Finding asbestos materials in a public building is still a regular occurrence in the UK – more than thirty years after the deadly insulation was first banned. Despite of asbestos awareness and training, building firms continue to be caught out by neglecting to check for the material. Even when it is uncovered, firms can fail to take adequate precautions for its safe removal. In the latest example, both building workers and residents at three block of flats were at risk of exposure to asbestos dust from soffit replacement work being carried out.
A soffit is most often found as a constructed enclosure connecting an exterior wall to the edge of the roof under the eaves. It’s purpose is to protect the rafters from the weather and allow ventilated air to circulate. Regular reports of the contents from the latest flytipping incident make it highly likely that people would be more aware of asbestos materials contained in corrugated garage roofs or internal wallboards. However, asbestos soffits were widely installed in housing estates and other residential properties, as well as commercial and industrial premises during the peak period of asbestos use in construction, during the 1950s, 60s, and 70s.
Company failed to carry out the required asbestos survey
In a matter last year involving the replacement of soffits at a south London housing estate, the property management company failed to carry out the required asbestos survey. The building firm hired for the roof work did have the materials analysed and became aware that the soffits contained asbestos. Despite of knowing about the presence of asbestos, the firm proceeded with the removal of the soffits without ensuring adequate precautions were taken to protect their workers and the estate residents from potential exposure to the fibre dust.
How to account for the continuing problems that the small building industry appears to have with asbestos? In a recent national survey of 500 construction workers, commissioned by the Institution of Occupational Safety and Health (IOSH), around one in six said they had “never been informed of the mesothelioma risk from asbestos exposure” as well as “not being given any training in how to manage the risk.” Nearly 1 in three also admitted they never checked the asbestos register before starting work at a new site.
Following an investigation by the Health and Safety Executive (HSE) both the property management company and the building firm were fined a total of £35,108 for offences under the Control of Asbestos Regulations 2012. The HSE pointed out that the incident could have been avoided if the companies had taken “appropriate action to identify the type of asbestos” and “engage an appropriately qualified contractor to carry out the work safely.”
Around thirty per cent of asbestos could be present
The immediate and widescale health dangers to workers handling asbestos (and to members of the public) cannot be under-estimated. There are 23.8 million domestic properties in England, of which, around 1 in 6 (3.9 million) were built before 1900, according to the Valuation Office Agency, June 2016.
Large-scale building of council housing across the UK began in the 1920s. From 1945 onwards, when 100,000 tons of asbestos on average was imported annually, around 300,000 new properties were built every year. As low cost insulation and fireproofing, asbestos fibres were used in producing hundreds of building materials installed in walls, ceilings, floors, and to line hot water and heating systems in millions of private and council residential properties.
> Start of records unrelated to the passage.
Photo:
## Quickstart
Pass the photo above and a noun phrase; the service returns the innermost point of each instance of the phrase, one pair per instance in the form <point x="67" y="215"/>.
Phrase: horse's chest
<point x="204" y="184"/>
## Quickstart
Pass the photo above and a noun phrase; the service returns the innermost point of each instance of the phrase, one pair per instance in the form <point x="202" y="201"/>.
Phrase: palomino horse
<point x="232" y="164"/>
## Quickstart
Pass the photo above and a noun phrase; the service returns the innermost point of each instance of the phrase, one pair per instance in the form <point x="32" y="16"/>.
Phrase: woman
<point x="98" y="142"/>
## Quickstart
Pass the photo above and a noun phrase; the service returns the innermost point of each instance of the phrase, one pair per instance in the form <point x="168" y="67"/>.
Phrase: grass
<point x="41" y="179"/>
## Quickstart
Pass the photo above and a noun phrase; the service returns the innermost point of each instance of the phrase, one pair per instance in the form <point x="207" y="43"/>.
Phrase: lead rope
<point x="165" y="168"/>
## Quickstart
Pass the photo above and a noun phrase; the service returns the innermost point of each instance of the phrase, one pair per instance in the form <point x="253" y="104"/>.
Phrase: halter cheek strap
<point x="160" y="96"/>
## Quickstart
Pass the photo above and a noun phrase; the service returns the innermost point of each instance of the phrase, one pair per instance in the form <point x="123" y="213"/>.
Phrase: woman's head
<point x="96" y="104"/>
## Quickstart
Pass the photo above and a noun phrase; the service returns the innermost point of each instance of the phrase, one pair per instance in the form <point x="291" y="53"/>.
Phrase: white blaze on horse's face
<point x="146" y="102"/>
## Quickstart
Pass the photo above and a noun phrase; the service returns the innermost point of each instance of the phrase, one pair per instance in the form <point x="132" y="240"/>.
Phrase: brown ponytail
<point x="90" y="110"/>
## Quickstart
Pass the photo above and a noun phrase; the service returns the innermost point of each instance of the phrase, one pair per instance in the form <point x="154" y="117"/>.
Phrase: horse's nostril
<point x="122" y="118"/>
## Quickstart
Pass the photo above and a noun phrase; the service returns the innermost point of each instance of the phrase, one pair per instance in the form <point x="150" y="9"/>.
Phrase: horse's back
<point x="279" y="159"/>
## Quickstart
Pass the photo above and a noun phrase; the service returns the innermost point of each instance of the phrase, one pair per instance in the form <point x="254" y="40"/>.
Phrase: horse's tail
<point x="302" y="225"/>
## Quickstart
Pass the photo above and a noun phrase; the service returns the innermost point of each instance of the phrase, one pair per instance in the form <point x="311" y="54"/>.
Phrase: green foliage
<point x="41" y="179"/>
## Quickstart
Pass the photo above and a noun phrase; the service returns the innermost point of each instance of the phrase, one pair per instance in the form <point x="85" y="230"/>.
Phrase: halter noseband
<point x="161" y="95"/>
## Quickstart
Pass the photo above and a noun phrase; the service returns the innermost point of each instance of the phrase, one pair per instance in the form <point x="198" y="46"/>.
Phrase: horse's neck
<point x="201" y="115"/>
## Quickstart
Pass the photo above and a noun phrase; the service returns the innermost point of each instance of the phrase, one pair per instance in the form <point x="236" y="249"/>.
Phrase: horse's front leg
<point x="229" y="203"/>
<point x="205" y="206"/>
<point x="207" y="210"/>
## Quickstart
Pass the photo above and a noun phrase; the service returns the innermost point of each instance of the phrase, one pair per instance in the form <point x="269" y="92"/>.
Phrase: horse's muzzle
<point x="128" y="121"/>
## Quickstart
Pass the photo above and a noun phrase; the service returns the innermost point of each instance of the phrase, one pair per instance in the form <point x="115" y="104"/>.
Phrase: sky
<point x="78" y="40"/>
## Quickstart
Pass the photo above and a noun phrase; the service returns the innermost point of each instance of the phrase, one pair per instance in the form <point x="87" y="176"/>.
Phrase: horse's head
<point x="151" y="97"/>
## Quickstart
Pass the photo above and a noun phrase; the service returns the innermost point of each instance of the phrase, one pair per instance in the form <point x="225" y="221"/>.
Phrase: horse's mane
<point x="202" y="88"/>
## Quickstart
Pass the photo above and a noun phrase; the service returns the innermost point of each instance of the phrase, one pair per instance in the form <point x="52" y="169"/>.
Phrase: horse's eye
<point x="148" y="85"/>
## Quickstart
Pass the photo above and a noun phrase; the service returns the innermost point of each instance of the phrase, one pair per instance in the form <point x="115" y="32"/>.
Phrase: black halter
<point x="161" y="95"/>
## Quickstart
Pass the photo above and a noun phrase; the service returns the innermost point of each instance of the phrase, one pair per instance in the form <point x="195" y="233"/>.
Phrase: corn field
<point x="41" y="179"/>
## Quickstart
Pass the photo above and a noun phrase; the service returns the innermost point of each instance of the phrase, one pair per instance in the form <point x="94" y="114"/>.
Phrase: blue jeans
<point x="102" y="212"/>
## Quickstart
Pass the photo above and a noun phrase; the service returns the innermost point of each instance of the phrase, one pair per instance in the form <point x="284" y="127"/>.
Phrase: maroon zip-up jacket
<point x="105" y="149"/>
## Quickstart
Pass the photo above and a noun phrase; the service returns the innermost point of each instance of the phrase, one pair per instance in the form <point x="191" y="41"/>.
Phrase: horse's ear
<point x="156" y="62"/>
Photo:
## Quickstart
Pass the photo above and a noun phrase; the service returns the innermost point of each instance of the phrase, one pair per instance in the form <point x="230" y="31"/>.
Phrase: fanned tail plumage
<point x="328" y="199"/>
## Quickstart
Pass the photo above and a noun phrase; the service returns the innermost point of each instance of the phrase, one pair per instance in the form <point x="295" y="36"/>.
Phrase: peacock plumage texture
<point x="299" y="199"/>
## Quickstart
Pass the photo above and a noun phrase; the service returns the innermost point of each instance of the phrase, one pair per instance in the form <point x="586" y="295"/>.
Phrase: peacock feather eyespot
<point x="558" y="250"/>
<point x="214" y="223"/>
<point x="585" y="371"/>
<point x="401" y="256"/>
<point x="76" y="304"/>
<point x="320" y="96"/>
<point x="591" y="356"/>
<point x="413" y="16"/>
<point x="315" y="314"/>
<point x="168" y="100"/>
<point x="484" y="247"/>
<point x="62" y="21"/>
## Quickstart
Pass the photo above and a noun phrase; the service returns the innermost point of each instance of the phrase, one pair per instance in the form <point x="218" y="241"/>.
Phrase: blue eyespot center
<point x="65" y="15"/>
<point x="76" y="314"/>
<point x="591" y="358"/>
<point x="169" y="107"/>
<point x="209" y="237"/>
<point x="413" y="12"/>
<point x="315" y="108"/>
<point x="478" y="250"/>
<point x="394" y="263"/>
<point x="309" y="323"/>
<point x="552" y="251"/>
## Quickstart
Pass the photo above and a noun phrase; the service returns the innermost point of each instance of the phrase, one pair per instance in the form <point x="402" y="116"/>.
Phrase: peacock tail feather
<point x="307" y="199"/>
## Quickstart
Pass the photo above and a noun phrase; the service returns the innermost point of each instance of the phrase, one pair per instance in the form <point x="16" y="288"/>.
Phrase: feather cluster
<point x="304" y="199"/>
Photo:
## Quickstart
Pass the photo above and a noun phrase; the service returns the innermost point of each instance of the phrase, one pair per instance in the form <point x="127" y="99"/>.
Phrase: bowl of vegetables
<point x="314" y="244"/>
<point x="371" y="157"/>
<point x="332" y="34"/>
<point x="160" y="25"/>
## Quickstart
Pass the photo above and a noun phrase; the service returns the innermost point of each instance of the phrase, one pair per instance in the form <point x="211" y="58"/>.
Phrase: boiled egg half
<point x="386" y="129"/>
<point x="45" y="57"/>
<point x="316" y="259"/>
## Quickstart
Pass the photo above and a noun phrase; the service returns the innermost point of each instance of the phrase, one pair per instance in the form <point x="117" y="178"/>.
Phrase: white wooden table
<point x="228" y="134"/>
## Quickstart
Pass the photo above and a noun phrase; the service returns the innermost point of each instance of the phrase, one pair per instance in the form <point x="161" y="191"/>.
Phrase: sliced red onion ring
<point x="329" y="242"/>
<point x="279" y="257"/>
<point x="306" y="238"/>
It’s estimated that in older domestic property, around thirty per cent of asbestos could be present in the form of textured and sprayed ceiling coatings and wall cladding. A further ten to fifteen per cent may be found in the form of cement panel ceilings, lagging around boiler flue pipes and ducts, cold water storage tanks, cement roofing panels and roofing felt, roof eaves, soffits, gutters, and rainwater pipes.
No building constructed up until end of 1999 should be considered asbestos free
During the 1960s, imports of asbestos had increased to around 160,000 tons per year as the proportion of council owned housing rose to 50 per cent. Between 1965 and 1970, at the height of UK asbestos imports of 170,000 tons annually, 1.3 million new homes were built. Since the Housing Act 1980, when the Right to Buy scheme was introduced, ex-council houses bought on the scheme may have changed ownership many times on the private market and many have been renovated in the intervening years.
Following the mid-80s ban on the most dangerous brown and blue asbestos fibre types, many buildings had their asbestos removed. Where asbestos was found to be undamaged and stable, the materials were left in place to be “managed” using an accompanying register to identify its exact location in the building – most notably, in schools. The professional building industry warn that there are still around half a million properties containing asbestos, and no building constructed up until the end of 1999 – when imports of white asbestos were finally banned – should be considered asbestos free.